BFM on phpMyAdmin keeps blocking my personal computer

Sygmoral

Verified User
Joined
Aug 15, 2012
Messages
64
I just read that DirectAdmin also scans pma logs since 1.46. It's something I had not noticed before, but since a week ago I do, because my server has blocked my personal computer twice in that time. I'm not sure where the issue is. It may be a phpMyAdmin bug, but I can't be sure because I don't know who configures the log settings.
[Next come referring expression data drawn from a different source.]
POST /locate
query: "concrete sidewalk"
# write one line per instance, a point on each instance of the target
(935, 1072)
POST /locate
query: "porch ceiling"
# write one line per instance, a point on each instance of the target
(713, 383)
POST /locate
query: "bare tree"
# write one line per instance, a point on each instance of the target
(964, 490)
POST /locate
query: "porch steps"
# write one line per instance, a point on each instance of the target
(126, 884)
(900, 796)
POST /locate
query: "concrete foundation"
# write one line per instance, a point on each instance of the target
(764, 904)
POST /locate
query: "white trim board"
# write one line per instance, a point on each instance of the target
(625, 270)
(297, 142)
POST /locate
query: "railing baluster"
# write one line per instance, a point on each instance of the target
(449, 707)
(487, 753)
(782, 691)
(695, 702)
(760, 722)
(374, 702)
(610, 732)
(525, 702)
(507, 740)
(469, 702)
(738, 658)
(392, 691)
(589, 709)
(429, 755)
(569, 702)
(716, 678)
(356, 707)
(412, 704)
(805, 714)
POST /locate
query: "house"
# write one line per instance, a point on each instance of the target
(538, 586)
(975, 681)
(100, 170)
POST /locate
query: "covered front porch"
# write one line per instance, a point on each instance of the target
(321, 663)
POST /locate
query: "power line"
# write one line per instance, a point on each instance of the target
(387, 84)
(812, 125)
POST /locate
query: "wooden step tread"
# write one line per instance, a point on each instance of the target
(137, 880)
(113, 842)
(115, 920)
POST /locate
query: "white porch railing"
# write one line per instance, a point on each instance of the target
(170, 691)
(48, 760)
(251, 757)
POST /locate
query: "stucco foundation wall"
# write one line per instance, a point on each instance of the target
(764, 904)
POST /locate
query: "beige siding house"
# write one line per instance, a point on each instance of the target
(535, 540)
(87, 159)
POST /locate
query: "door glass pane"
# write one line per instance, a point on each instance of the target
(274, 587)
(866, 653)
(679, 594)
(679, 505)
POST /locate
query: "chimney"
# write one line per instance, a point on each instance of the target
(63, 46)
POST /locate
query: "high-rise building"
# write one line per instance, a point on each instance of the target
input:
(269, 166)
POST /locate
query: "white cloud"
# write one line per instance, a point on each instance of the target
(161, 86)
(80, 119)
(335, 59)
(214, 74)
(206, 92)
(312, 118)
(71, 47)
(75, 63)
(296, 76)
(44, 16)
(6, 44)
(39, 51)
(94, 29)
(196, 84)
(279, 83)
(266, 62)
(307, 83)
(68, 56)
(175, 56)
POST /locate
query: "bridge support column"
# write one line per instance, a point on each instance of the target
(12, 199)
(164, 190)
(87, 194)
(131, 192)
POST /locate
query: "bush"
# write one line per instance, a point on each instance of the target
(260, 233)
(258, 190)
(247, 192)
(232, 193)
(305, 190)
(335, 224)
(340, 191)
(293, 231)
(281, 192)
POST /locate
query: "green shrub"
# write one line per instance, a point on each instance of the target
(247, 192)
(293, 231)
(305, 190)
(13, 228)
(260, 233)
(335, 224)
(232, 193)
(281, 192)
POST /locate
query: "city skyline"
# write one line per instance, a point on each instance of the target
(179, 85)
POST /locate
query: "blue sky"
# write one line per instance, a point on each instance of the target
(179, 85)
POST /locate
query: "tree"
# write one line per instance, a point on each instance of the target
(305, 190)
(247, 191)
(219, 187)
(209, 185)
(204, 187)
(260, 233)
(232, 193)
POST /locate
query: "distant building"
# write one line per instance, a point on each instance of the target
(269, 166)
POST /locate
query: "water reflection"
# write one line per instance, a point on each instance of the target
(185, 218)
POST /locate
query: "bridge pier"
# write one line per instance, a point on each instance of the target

I don't type in wrong passwords, so that's not the issue, but what often does happen is that when I 'log out' and then try to login as a different user, it keeps showing me the login dialog, so I have to click 'cancel' and reload the page, only then it will work. Unfortunately all those tries count as a failed login (unsuccessful despite correct credentials; probably because it is still checking against the old user or something), so BFM blocks my computer if it happens a few times. I set the count-limit in BFM quite low because I get attacks every minute.

So I know that pma issue now, and I never try to login more than once immediately after logging out - but it blocked me again just half an hour ago anyway. I noticed that the BFM had noticed 5 failed logins from my IP in one second time. Really now?..

I could just disable BFM's pma feature, but I actually sort of like the idea, so I'd like to get it working correctly instead. It would be especially nice if phpMyAdmin didn't refuse any logins right after a logout; and if that can't be solved, it would be nice if a single login failure didn't count for 5.

I am still using DA 1.46.3, but didn't see anything about pma in the 1.47 changelog. I am using the latest pma, since I updated it right after the first time I got locked out. It's using default settings, which I believe means HTTP authentication (in any case it's a dialog, not a web form).
 
Ah, thanks for the report.

Because PMA uses the old httpd auth basic header method, the way one logs out, is PMA tells the browser that the same user/pass is actually invalid.
I'm guessing this is triggering the failed log (I've actually just confirmed it)

You can also confirm in:
/var/www/html/phpMyAdmin/log/auth.log

When you logout, it will give you a login popup, and if you try to use the correct user/pass, you'll continue to get denied.. just how it works to ensure you're logged out.
Press ESC, go back to just /phpmyadmin to login again.

I've poked around, and noticed that when you logout, they tag on:
Code:
&old_usr=yourusername
where.. this is the condition for PMA logout:
Code:
if ($_GET['old_usr'] == $_SERVER['PHP_AUTH_USER'])
I've crated v2 of the pma logging patch, and added it to files1.
If you re-install PMA (wait 24 hours if you're not using files1), and this should add the needed code.

If you want to confirm it's added, the new code would be in the file:
Code:
/var/www/html/phpMyAdmin/libraries/logging.inc.php
in the function "function log_to_file($user, $status)", the new code is:
Code:
        //check for logout        if ($status == 'not authenticated')
        {
                if (isset($_GET['old_usr']) && isset($_SERVER['PHP_AUTH_USER']))
                {
                        if ($_GET['old_usr'] == $_SERVER['PHP_AUTH_USER'])
                        {
                                $status = 'logout';
                        }
                }
        }
just before the "$log_str =" line.

John
 
Excellent, thanks for the fix! BFM still shows 2 'failures' from half an hour ago, but after rebuilding phpMyAdmin and happily recreating the conditions that used to trigger those failures, they are no longer appearing.